Eu
gostava de poder ignorar as histerias colectivas, mesmo porque não me é muito
habitual fazer parte delas, mas adiante… É difícil.
Desconfio
sempre do filme muito aclamado, do músico muito premiado, do livro muito
vendido. Isto porque, e perdoem-me o snobismo, tudo o que é consumido à
escala de fast food é porque tem
características pouco complexas, estandardizadas, que vão ao encontro das
massas e que, portanto, cumprem requisitos “mínimos”. As massas, na minha
opinião, são ignorantes. Encaixo-me nelas em muitos estádios de ignorância,
cada um tem aquilo onde fica às aranhas e aquilo que é a sua praia. A minha
praia são as artes. A literatura, sobretudo. Não significa que não me perca se se
falar de steampunk. Vamos lá ver a
espécie de coisas que andou nas bocas do mundo ultimamente:
As
Cinquenta Sombras de Grey (já aqui escrevi que até a minha avó, que sabe que
adoro ler, me veio perguntar se tinha ficado para trás das suas amigas
reformadas que andavam a ler “As Cinquenta Cores”).
A
Piradinha.
Avatar.
O
Show das Poderosas.
Hannah
Montanah.
O
Código da Vinci.
As
Cinquenta Sombras de Grey.
Crepúsculo.
O
Segredo, da Rhonda Byrne.
Casa dos Segredos.
Harlem
Shake.
One Direction.
As
Cinquenta Sombras de Grey.
Frozen.
Lady
Gaga.
Pulseirinhas
de elásticos.
Violetta.
As
Cinquenta Sombras de Grey, já mencionei?
Em
que consiste tudo isto? Além da palavra óbvia que ocorre? Diria que consiste
numa linguagem universal, básica, simplista, que unifica todos sem excluir
ninguém e que é acessível, pelo seu baixo grau de complexidade, a todos. Trata-se de levar as massas no bico e enriquecer com a falta de selectividade e refinamento e fraco nível de exigência do público.
Gangnan
Style nunca ninguém entendeu que raio é que o homem dizia, Harlem shake idem.

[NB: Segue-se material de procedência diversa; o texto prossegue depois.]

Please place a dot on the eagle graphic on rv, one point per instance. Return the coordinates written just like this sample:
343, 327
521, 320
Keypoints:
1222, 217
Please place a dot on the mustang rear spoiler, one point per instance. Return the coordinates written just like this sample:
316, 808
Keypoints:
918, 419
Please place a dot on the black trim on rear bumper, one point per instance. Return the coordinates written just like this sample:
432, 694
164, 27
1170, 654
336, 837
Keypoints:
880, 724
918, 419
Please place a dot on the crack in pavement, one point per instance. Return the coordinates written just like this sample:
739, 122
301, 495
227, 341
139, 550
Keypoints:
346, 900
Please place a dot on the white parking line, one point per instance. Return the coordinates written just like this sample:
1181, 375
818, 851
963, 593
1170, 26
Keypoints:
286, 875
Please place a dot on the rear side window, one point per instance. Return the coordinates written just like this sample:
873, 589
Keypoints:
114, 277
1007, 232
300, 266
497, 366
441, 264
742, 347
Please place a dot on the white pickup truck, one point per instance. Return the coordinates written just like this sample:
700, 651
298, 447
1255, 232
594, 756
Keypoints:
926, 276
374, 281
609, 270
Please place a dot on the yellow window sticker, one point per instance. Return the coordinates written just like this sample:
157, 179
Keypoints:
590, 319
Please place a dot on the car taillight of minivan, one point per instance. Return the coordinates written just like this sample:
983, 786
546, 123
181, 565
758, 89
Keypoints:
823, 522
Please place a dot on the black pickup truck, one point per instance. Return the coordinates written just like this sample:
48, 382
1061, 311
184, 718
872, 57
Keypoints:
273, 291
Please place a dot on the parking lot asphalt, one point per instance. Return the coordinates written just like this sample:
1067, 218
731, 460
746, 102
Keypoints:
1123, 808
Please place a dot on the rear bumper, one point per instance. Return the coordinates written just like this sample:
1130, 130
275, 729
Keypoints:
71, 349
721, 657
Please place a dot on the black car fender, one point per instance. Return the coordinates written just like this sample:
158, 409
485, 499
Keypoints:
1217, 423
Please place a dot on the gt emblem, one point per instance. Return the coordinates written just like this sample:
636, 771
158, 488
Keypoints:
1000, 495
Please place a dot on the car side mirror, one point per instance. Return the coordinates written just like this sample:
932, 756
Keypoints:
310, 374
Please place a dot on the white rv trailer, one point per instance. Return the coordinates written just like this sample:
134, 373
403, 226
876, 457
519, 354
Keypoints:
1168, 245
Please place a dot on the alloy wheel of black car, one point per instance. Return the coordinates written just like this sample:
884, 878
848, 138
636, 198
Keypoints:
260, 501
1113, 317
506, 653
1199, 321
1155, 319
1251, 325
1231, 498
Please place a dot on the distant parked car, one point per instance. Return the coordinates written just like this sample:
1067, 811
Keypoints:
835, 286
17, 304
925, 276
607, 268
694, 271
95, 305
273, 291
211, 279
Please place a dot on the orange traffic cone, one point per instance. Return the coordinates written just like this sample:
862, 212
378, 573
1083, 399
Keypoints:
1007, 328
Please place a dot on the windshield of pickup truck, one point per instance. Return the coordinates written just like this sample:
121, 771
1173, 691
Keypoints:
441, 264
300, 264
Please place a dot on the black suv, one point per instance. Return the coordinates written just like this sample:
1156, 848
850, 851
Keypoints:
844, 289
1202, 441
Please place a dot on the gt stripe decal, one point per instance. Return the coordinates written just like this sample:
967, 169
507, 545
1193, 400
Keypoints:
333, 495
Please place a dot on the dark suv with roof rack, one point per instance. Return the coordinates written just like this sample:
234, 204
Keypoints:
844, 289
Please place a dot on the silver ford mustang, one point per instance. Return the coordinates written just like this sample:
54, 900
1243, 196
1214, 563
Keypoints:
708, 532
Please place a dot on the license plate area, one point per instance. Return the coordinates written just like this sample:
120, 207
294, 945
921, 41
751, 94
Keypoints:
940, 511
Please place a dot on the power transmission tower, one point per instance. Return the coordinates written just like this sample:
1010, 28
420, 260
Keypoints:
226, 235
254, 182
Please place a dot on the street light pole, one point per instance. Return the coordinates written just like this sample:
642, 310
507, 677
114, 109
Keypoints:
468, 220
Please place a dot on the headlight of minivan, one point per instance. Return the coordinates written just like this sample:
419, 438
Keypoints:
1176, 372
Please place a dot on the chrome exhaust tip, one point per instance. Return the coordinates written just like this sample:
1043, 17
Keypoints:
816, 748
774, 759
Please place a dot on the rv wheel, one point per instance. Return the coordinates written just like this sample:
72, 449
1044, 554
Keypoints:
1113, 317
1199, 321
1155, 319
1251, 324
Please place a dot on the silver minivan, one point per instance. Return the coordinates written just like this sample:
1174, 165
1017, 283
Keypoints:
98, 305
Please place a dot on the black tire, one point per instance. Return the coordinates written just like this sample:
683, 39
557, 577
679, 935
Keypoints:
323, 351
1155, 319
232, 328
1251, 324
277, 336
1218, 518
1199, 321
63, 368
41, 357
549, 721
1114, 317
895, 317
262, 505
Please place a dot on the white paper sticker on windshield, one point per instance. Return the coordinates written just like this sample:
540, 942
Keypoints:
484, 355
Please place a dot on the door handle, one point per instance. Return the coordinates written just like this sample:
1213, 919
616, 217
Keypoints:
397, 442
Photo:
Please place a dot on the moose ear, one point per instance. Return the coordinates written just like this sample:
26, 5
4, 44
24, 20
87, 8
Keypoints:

Avatar? Uma espécie de Atlântida da Disney mas com recurso à nova tecnologia e
a óculos 3D, vamos lá pôr-nos na vanguarda da tecnologia. Crepúsculo? Ai, que
inovador, transformar o mau no galã da fita. Dá comichões na passarinha das teenagers, mas o pior é que muitas
adultas também se deixaram abalar.
Por que
venho eu com este discurso arrogante e pretensioso, afinal? Quem sou eu para achar
que os gostos se discutem? Passando adiante da certeza de que gostos são
gostos, na minha modesta opinião, os gostos sempre se discutiram, e isto
preocupa-me.
Preocupa-me
porque a literatura foi inundada por livros eróticos, livros não mais elaborados
do que os da Harlequin da caixinha de sapatos da minha avó, que eu ia quando
era pequena apenas porque tinha curiosidades que não podia discutir (o Google não
existia, arrisco-me a dizer!).
Assusta-me
que as pessoas gastem rios de dinheiro para levar os filhos ao concerto de
Tokyo Hotel e que acampem à porta do Pavilhão Atlântico (agora Meo Arena, para
quem veio há umas semanas do concerto da Violetta). Assusta-me que o franchising do Frozen não cesse de
render dinheiro à Disney, quando se trata de um filme perfeitamente vazio. “Ah
e tal sou muito moderna e independente e o filme não fala sobre um casal, é
inovador e fala do amor entre irmãos”. Uma coisa cheia de lacunas, apressada,
em que os grandes protagonistas são as paisagens de neve, um boneco de neve e o
vestido da “rainha da neve”. Um filme sem diálogos, sem profundida, caído em
clichés e lugares-comuns, mas com uma música que fica no ouvido e que é
repetida até à exaustão.
E
agora As Cinquenta Cores (prefiro a versão da minha avó), essa bosta
de livro. Uma coisinha insonsa em que a autora (sou só eu que acho a
protagonista do filme, a Dakota Johnson, uma versão mais jovem da E. L. James?)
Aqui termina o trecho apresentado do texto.